A PostgreSQL extension that adds vector similarity search to your existing Postgres database, enabling RAG without a separate infrastructure component.
The best database is often the one you already have. If your application already uses PostgreSQL for user data, documents, and metadata, adding vectors to the same database means: no extra service to operate, no data synchronisation between databases, joins between vector results and relational data, and full ACID transactions across both.
The limitation: pgvector is not as fast as dedicated vector databases at extreme scale (>10M vectors with high QPS). But for most applications — millions of documents, tens of thousands of queries per day — pgvector handles it comfortably.
# Using Docker (easiest)
docker run -e POSTGRES_PASSWORD=password -p 5432:5432 pgvector/pgvector:pg16
# Or install extension in existing Postgres 12+
# sudo apt install postgresql-16-pgvector
# Then in psql: CREATE EXTENSION vector;
pip install psycopg2-binary pgvector
import psycopg2
from pgvector.psycopg2 import register_vector
conn = psycopg2.connect("postgresql://postgres:password@localhost/mydb")
register_vector(conn)
cur = conn.cursor()
cur.execute("CREATE EXTENSION IF NOT EXISTS vector")
conn.commit()
from pgvector.psycopg2 import register_vector
import psycopg2
from openai import OpenAI
conn = psycopg2.connect("postgresql://postgres:password@localhost/mydb")
register_vector(conn)
cur = conn.cursor()
oai = OpenAI()
def embed(text): return oai.embeddings.create(input=[text], model="text-embedding-3-small").data[0].embedding
# Create table with vector column
cur.execute('''
CREATE TABLE IF NOT EXISTS documents (
id SERIAL PRIMARY KEY,
content TEXT NOT NULL,
category TEXT,
embedding vector(1536)
)
''')
conn.commit()
# Insert documents
docs = [
("Refunds processed in 5 business days.", "policy"),
("Free shipping on orders over $50.", "shipping"),
]
for text, cat in docs:
cur.execute("INSERT INTO documents (content, category, embedding) VALUES (%s, %s, %s)",
(text, cat, embed(text)))
conn.commit()
# Cosine similarity search (operator: <=>)

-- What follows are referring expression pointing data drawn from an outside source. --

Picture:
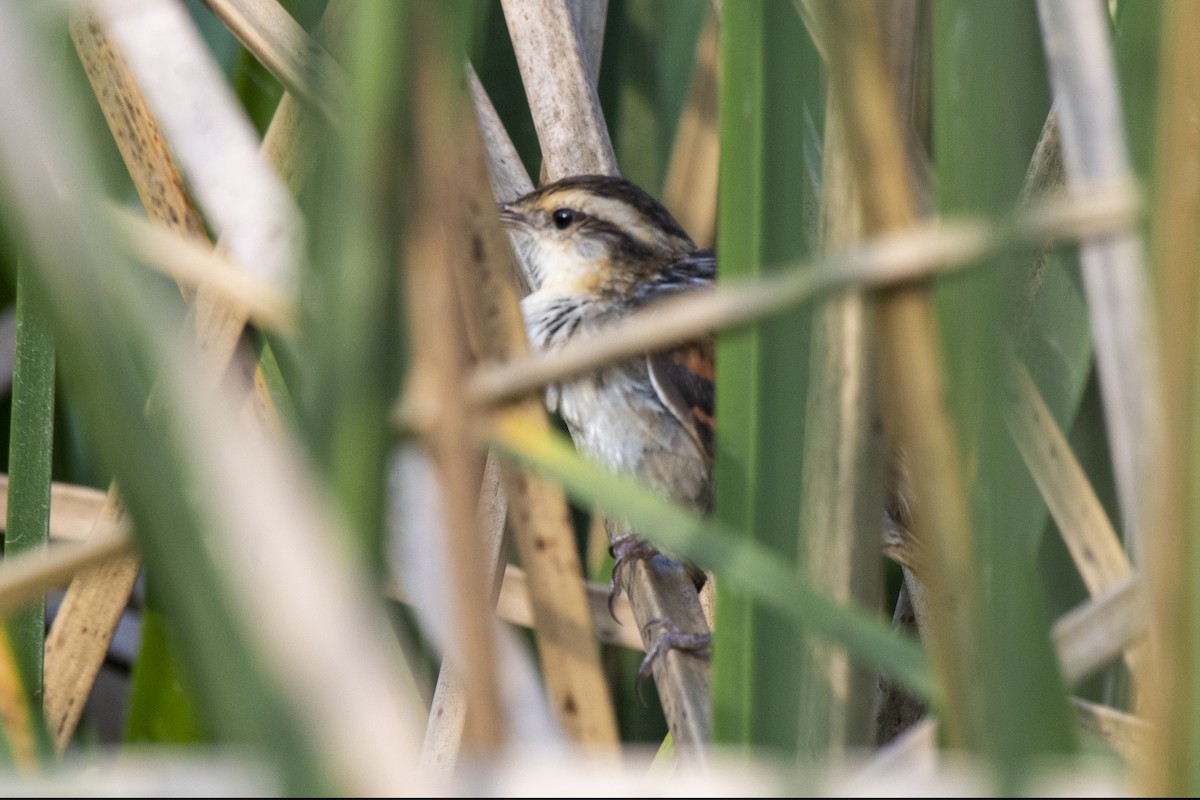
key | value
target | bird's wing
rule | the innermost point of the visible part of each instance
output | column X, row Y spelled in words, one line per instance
column 683, row 380
column 683, row 377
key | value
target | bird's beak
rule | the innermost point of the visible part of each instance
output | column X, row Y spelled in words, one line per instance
column 510, row 218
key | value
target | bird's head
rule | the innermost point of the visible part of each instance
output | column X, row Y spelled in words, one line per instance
column 594, row 234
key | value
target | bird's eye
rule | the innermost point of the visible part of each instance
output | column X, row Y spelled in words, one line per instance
column 563, row 218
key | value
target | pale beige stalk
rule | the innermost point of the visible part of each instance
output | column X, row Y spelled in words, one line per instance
column 562, row 97
column 538, row 510
column 435, row 245
column 911, row 364
column 1083, row 78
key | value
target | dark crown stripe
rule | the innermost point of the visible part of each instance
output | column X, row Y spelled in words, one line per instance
column 622, row 191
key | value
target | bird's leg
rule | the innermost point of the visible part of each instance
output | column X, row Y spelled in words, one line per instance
column 670, row 638
column 625, row 548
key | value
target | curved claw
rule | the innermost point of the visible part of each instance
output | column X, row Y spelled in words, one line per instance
column 624, row 549
column 671, row 638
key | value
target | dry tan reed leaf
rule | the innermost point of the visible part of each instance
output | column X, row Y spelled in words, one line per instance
column 910, row 356
column 79, row 637
column 276, row 40
column 922, row 251
column 1084, row 82
column 199, row 266
column 1168, row 546
column 575, row 140
column 538, row 510
column 1077, row 511
column 1091, row 635
column 563, row 101
column 441, row 350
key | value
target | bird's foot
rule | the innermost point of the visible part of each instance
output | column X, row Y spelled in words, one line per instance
column 625, row 549
column 671, row 638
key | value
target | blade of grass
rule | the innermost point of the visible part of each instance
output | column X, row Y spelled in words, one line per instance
column 441, row 347
column 1171, row 561
column 29, row 479
column 912, row 374
column 574, row 140
column 921, row 252
column 249, row 493
column 78, row 641
column 1021, row 695
column 689, row 188
column 73, row 509
column 771, row 91
column 738, row 564
column 276, row 40
column 1085, row 88
column 537, row 510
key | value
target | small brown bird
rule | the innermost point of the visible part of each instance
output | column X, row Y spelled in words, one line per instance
column 600, row 248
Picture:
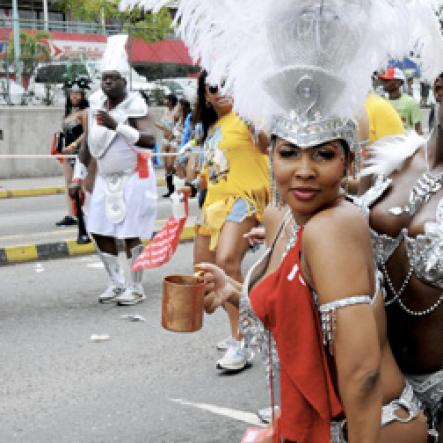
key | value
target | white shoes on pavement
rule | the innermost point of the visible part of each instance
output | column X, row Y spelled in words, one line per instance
column 131, row 296
column 236, row 358
column 223, row 345
column 111, row 293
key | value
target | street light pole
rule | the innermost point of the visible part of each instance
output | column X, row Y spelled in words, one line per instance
column 16, row 36
column 45, row 15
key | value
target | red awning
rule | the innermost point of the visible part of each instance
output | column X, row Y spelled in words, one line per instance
column 165, row 51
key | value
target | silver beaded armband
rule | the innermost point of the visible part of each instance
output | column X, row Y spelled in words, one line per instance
column 328, row 317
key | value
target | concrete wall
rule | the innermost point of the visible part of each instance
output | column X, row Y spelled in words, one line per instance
column 29, row 130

query_emb = embed("What is the refund timeline?")
cur.execute('''
SELECT content, 1 - (embedding <=> %s) AS similarity
FROM documents
ORDER BY embedding <=> %s
LIMIT 3
''', (query_emb, query_emb))
for row in cur.fetchall():
print(f"Sim {row[1]:.3f}: {row[0]}")
Distance operators: <=> = cosine, <-> = L2 (Euclidean), <#> = inner product (negative).
# IVFFlat — good for static datasets, faster to build
cur.execute('''
CREATE INDEX ON documents
USING ivfflat (embedding vector_cosine_ops)
WITH (lists = 100)
''')
# Rule of thumb for lists: sqrt(num_rows) for up to 1M rows, rows/1000 for larger
# HNSW — better recall, faster queries, larger build time (pgvector >=0.5.0)
cur.execute('''
CREATE INDEX ON documents
USING hnsw (embedding vector_cosine_ops)
WITH (m = 16, ef_construction = 64)
''')
# m: connections per node (16 is default); ef_construction: build accuracy
conn.commit()
HNSW is the default choice for new indexes — it has better recall at the same query speed. IVFFlat requires fewer resources to build and is better when you have a huge dataset and want to trade some recall for build time.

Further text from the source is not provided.